Telegram · Discord · Slack · WhatsApp · Signal · iMessage · LINE · IRC · Email

Text, voice, images, files, reactions, threads - full experience on every platform.


Architecture

Comis hexagonal architecture

Comis uses hexagonal architecture (ports and adapters). Core defines port interfaces - adapters implement them. Swap Discord for Matrix, SQLite for Postgres, or OpenAI for Ollama without touching core logic. Adding a channel, tool, or provider means writing an adapter, not modifying the core.

19 ports, 30+ adapters, 13 packages.

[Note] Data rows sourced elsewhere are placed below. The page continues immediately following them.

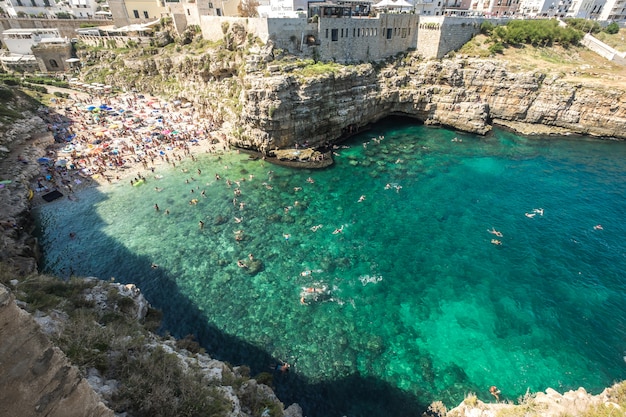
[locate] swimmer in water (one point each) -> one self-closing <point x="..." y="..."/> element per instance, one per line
<point x="493" y="390"/>
<point x="339" y="230"/>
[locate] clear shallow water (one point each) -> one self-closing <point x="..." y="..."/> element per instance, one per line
<point x="421" y="305"/>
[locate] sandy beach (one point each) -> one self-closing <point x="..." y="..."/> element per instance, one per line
<point x="123" y="137"/>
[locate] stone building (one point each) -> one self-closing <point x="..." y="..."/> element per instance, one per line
<point x="32" y="50"/>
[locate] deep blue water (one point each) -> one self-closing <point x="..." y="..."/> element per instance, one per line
<point x="414" y="302"/>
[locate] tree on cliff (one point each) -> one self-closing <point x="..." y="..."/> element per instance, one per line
<point x="248" y="8"/>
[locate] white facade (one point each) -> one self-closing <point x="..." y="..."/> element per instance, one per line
<point x="613" y="11"/>
<point x="20" y="41"/>
<point x="283" y="8"/>
<point x="585" y="9"/>
<point x="428" y="7"/>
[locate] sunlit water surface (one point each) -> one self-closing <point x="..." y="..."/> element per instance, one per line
<point x="417" y="299"/>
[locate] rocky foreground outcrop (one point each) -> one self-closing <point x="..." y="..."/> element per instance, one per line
<point x="37" y="378"/>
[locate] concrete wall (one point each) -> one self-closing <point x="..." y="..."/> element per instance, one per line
<point x="438" y="35"/>
<point x="67" y="27"/>
<point x="357" y="39"/>
<point x="604" y="50"/>
<point x="114" y="41"/>
<point x="51" y="57"/>
<point x="367" y="39"/>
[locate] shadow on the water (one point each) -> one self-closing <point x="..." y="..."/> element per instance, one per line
<point x="354" y="395"/>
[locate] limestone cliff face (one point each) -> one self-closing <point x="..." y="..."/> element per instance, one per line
<point x="37" y="378"/>
<point x="267" y="104"/>
<point x="283" y="109"/>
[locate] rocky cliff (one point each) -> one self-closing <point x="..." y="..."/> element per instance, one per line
<point x="268" y="103"/>
<point x="37" y="378"/>
<point x="468" y="95"/>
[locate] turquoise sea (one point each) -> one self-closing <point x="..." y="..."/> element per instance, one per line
<point x="411" y="301"/>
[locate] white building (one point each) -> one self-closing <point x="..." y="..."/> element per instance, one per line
<point x="613" y="11"/>
<point x="283" y="8"/>
<point x="42" y="50"/>
<point x="51" y="8"/>
<point x="585" y="9"/>
<point x="21" y="41"/>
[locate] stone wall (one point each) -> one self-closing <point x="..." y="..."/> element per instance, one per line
<point x="438" y="35"/>
<point x="51" y="57"/>
<point x="367" y="39"/>
<point x="345" y="40"/>
<point x="67" y="27"/>
<point x="604" y="50"/>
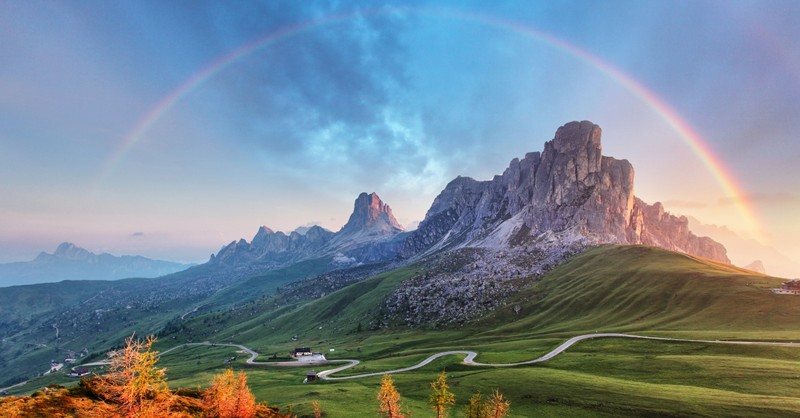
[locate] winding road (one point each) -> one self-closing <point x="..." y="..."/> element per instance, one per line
<point x="469" y="356"/>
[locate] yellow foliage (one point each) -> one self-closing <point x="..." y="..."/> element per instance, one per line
<point x="229" y="396"/>
<point x="134" y="383"/>
<point x="389" y="399"/>
<point x="441" y="398"/>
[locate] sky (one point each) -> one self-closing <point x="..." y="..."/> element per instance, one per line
<point x="170" y="128"/>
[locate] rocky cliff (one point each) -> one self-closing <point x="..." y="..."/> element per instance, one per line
<point x="569" y="191"/>
<point x="366" y="237"/>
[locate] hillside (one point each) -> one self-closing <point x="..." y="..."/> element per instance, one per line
<point x="636" y="289"/>
<point x="645" y="289"/>
<point x="607" y="288"/>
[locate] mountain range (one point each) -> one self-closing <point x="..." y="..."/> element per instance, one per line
<point x="567" y="194"/>
<point x="480" y="243"/>
<point x="69" y="262"/>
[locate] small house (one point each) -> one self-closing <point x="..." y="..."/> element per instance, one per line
<point x="301" y="351"/>
<point x="792" y="287"/>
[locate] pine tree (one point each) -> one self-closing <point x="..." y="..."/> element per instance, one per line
<point x="389" y="399"/>
<point x="441" y="398"/>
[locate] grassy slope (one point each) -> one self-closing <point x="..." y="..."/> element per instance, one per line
<point x="634" y="289"/>
<point x="647" y="289"/>
<point x="269" y="282"/>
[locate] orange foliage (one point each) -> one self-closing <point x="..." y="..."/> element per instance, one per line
<point x="389" y="399"/>
<point x="229" y="396"/>
<point x="134" y="383"/>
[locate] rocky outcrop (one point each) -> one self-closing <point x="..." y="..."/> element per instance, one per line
<point x="371" y="216"/>
<point x="366" y="237"/>
<point x="569" y="190"/>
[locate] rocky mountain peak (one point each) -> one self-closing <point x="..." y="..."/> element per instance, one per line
<point x="371" y="216"/>
<point x="569" y="192"/>
<point x="69" y="251"/>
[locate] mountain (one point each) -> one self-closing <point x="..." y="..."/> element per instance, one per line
<point x="756" y="266"/>
<point x="70" y="262"/>
<point x="743" y="251"/>
<point x="366" y="237"/>
<point x="568" y="193"/>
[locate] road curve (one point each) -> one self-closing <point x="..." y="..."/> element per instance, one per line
<point x="469" y="356"/>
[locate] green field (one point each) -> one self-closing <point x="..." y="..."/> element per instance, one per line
<point x="636" y="290"/>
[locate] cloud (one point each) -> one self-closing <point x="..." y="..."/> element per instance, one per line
<point x="685" y="204"/>
<point x="763" y="198"/>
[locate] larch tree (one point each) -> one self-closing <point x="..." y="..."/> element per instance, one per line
<point x="441" y="398"/>
<point x="229" y="396"/>
<point x="389" y="399"/>
<point x="497" y="406"/>
<point x="134" y="383"/>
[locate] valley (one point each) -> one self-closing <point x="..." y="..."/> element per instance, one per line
<point x="552" y="282"/>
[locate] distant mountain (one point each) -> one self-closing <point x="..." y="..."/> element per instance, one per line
<point x="568" y="194"/>
<point x="743" y="251"/>
<point x="365" y="238"/>
<point x="70" y="262"/>
<point x="756" y="266"/>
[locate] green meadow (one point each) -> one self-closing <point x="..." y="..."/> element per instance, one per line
<point x="637" y="290"/>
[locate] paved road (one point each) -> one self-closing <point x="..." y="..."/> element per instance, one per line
<point x="469" y="356"/>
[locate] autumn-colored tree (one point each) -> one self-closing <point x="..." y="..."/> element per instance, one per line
<point x="134" y="383"/>
<point x="389" y="399"/>
<point x="497" y="406"/>
<point x="317" y="410"/>
<point x="441" y="398"/>
<point x="229" y="396"/>
<point x="475" y="407"/>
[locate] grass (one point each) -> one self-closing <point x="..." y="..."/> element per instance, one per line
<point x="630" y="289"/>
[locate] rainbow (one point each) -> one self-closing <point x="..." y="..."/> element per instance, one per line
<point x="696" y="143"/>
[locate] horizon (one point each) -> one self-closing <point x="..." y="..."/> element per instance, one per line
<point x="168" y="131"/>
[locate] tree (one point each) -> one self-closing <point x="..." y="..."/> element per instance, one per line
<point x="497" y="406"/>
<point x="475" y="407"/>
<point x="389" y="399"/>
<point x="229" y="396"/>
<point x="441" y="398"/>
<point x="317" y="410"/>
<point x="134" y="382"/>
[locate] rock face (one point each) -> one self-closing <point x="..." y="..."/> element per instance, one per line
<point x="570" y="189"/>
<point x="366" y="237"/>
<point x="371" y="217"/>
<point x="756" y="266"/>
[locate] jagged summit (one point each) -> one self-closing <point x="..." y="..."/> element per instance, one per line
<point x="371" y="216"/>
<point x="69" y="251"/>
<point x="370" y="223"/>
<point x="569" y="192"/>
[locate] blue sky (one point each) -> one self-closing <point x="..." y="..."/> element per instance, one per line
<point x="364" y="97"/>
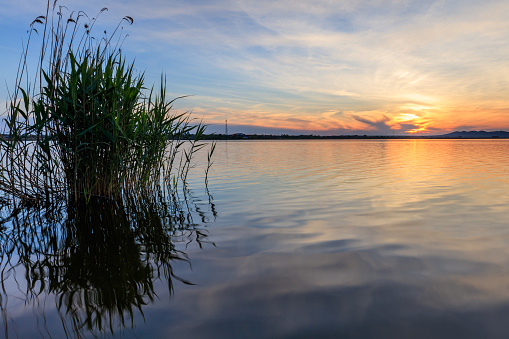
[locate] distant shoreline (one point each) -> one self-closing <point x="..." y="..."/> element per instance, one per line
<point x="241" y="136"/>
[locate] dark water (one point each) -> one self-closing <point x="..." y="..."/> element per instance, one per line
<point x="342" y="239"/>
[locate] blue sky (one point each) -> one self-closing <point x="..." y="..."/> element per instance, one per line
<point x="323" y="67"/>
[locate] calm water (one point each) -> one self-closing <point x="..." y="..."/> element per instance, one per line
<point x="339" y="238"/>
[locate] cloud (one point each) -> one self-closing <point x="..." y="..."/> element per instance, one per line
<point x="288" y="59"/>
<point x="377" y="124"/>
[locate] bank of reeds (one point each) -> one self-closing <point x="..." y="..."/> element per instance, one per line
<point x="84" y="124"/>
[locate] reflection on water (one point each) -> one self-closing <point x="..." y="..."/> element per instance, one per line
<point x="98" y="260"/>
<point x="328" y="239"/>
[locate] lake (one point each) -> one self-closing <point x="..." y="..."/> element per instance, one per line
<point x="301" y="239"/>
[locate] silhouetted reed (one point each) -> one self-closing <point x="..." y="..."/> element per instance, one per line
<point x="85" y="125"/>
<point x="99" y="260"/>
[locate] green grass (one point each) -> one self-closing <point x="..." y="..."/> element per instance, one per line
<point x="95" y="128"/>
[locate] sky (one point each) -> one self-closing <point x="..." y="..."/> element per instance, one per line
<point x="325" y="67"/>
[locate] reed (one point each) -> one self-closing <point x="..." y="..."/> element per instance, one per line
<point x="85" y="125"/>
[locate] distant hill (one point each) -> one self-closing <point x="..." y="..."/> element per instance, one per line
<point x="476" y="134"/>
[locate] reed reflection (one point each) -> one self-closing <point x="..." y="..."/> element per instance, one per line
<point x="99" y="260"/>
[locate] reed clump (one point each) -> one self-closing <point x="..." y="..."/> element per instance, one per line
<point x="85" y="124"/>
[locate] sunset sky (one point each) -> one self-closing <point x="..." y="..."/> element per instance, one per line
<point x="323" y="67"/>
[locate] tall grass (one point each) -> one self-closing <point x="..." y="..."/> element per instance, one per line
<point x="84" y="124"/>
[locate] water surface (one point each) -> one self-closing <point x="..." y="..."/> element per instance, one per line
<point x="335" y="238"/>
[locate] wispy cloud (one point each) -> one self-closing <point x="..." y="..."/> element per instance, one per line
<point x="259" y="61"/>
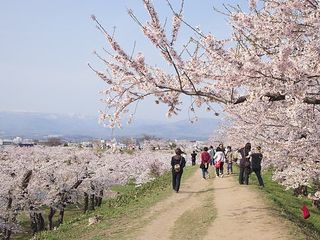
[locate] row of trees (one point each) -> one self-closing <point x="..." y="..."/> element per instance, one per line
<point x="266" y="77"/>
<point x="39" y="178"/>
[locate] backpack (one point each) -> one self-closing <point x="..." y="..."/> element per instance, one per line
<point x="306" y="213"/>
<point x="177" y="167"/>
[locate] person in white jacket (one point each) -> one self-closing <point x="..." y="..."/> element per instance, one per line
<point x="219" y="160"/>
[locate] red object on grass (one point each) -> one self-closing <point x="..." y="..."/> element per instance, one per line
<point x="306" y="213"/>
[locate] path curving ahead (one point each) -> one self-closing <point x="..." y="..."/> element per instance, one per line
<point x="243" y="214"/>
<point x="240" y="213"/>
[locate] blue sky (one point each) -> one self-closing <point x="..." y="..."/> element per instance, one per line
<point x="45" y="46"/>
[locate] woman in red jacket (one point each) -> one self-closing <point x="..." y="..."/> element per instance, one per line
<point x="205" y="160"/>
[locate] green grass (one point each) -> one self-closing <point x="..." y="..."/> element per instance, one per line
<point x="290" y="206"/>
<point x="193" y="224"/>
<point x="120" y="216"/>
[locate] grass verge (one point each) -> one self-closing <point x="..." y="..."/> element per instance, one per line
<point x="121" y="215"/>
<point x="289" y="206"/>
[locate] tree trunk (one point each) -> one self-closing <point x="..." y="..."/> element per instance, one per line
<point x="86" y="202"/>
<point x="50" y="216"/>
<point x="60" y="218"/>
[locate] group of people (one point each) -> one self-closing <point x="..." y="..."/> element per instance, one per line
<point x="248" y="160"/>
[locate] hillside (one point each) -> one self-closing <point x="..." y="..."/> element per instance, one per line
<point x="39" y="125"/>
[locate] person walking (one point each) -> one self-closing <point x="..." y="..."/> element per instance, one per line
<point x="256" y="159"/>
<point x="193" y="158"/>
<point x="230" y="158"/>
<point x="211" y="153"/>
<point x="219" y="160"/>
<point x="244" y="164"/>
<point x="177" y="163"/>
<point x="205" y="160"/>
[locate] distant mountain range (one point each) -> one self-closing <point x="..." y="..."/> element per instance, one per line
<point x="76" y="127"/>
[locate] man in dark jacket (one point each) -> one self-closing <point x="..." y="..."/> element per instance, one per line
<point x="256" y="159"/>
<point x="244" y="164"/>
<point x="177" y="163"/>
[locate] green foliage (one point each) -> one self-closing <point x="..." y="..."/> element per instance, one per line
<point x="128" y="206"/>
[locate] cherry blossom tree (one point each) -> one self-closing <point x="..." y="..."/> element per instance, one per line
<point x="266" y="76"/>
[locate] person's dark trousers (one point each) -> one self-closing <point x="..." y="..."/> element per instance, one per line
<point x="204" y="170"/>
<point x="221" y="167"/>
<point x="176" y="179"/>
<point x="241" y="175"/>
<point x="246" y="175"/>
<point x="217" y="172"/>
<point x="258" y="174"/>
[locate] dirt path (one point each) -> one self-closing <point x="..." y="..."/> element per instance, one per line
<point x="236" y="206"/>
<point x="242" y="214"/>
<point x="189" y="197"/>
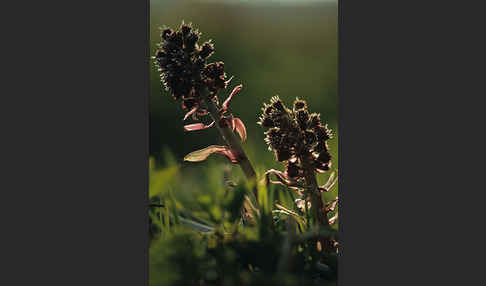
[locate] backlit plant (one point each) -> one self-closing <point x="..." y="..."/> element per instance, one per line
<point x="283" y="243"/>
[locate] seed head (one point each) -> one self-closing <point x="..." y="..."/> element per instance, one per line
<point x="295" y="135"/>
<point x="183" y="66"/>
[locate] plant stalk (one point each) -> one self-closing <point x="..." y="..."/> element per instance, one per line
<point x="233" y="143"/>
<point x="317" y="203"/>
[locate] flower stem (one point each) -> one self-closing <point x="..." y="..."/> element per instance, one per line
<point x="233" y="143"/>
<point x="317" y="203"/>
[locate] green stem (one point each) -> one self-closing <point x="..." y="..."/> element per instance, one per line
<point x="233" y="143"/>
<point x="317" y="203"/>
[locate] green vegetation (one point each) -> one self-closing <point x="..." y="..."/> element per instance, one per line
<point x="243" y="221"/>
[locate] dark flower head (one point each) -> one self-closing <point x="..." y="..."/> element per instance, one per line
<point x="299" y="104"/>
<point x="184" y="68"/>
<point x="206" y="50"/>
<point x="292" y="170"/>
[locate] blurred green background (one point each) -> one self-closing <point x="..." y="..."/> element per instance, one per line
<point x="286" y="48"/>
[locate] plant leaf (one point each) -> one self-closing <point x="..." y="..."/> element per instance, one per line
<point x="197" y="126"/>
<point x="240" y="128"/>
<point x="201" y="155"/>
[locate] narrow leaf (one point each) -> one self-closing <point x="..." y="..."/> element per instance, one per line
<point x="201" y="155"/>
<point x="240" y="128"/>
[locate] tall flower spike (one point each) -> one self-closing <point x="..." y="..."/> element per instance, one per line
<point x="187" y="75"/>
<point x="184" y="68"/>
<point x="299" y="139"/>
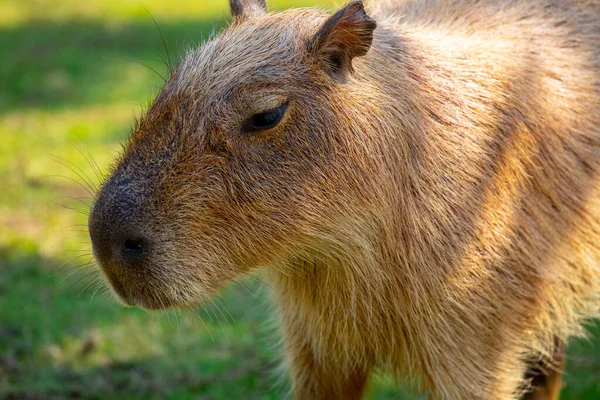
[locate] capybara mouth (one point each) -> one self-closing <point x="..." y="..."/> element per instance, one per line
<point x="132" y="295"/>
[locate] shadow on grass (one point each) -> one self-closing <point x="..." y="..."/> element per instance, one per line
<point x="56" y="64"/>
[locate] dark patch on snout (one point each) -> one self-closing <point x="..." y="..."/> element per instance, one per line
<point x="116" y="225"/>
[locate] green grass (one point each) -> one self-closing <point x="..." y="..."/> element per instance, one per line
<point x="71" y="83"/>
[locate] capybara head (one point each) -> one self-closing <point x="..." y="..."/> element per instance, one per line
<point x="246" y="158"/>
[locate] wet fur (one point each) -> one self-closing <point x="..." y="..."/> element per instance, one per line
<point x="435" y="213"/>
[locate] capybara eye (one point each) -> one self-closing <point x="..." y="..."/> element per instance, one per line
<point x="266" y="120"/>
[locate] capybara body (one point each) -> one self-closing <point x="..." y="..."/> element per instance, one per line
<point x="419" y="182"/>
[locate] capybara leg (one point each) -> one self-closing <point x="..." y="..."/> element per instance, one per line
<point x="547" y="379"/>
<point x="322" y="380"/>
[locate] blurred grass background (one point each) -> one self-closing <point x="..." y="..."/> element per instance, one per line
<point x="71" y="80"/>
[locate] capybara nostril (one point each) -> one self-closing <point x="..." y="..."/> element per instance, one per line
<point x="134" y="247"/>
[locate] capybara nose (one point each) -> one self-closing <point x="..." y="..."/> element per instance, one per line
<point x="115" y="228"/>
<point x="115" y="247"/>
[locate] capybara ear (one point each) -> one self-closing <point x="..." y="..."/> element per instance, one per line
<point x="346" y="34"/>
<point x="241" y="9"/>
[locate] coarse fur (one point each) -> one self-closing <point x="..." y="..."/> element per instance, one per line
<point x="429" y="204"/>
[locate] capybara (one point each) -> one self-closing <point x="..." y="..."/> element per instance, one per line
<point x="418" y="182"/>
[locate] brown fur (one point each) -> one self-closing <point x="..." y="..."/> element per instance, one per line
<point x="430" y="208"/>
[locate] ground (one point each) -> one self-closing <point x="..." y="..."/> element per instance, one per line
<point x="72" y="78"/>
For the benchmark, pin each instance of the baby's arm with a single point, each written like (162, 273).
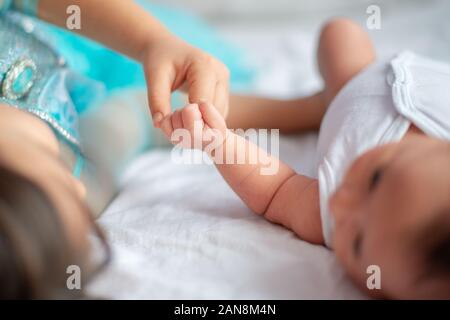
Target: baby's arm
(283, 197)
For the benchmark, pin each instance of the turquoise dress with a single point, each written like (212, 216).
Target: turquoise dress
(36, 70)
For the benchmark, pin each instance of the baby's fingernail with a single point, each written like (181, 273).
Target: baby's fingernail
(157, 117)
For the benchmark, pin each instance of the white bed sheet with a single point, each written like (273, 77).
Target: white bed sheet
(179, 232)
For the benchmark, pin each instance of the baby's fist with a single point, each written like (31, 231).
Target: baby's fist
(195, 127)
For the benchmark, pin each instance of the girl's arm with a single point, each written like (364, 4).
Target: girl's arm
(169, 63)
(268, 186)
(119, 24)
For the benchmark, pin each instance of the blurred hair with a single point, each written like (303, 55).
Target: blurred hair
(434, 245)
(34, 248)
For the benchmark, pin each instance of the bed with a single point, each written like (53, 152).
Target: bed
(179, 232)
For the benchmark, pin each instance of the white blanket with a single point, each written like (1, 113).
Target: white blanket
(179, 232)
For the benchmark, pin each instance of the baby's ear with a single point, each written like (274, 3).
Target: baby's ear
(212, 116)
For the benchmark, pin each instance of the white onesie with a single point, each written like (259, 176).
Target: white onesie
(377, 107)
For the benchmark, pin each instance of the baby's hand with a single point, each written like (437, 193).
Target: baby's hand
(196, 127)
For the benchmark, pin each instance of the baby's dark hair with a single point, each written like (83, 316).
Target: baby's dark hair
(434, 244)
(34, 249)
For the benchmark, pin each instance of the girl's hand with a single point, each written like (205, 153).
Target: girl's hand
(170, 64)
(196, 127)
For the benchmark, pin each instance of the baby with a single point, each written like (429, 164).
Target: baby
(63, 143)
(382, 193)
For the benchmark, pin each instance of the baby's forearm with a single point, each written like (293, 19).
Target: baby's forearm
(282, 196)
(121, 25)
(250, 171)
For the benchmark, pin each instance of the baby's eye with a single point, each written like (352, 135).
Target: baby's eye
(375, 179)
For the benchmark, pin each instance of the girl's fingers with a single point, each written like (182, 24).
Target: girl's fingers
(159, 83)
(202, 85)
(221, 98)
(177, 121)
(166, 126)
(192, 116)
(212, 117)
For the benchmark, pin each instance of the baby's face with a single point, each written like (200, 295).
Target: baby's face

Driving adapters (channels, CLI, API) call into the core. Driven adapters (memory, LLM providers, media processors) are called by the core through ports. Every function returns Result<T, E> - zero thrown exceptions. Fully testable in isolation.

Deep dive: Architecture →


Security

22 independent defense layers across 9 categories - built from the first commit as a design constraint, not bolted on after the fact.

OS-Level Exec Sandbox

Every shell command runs inside kernel-enforced filesystem isolation. The agent sees its workspace. Nothing else.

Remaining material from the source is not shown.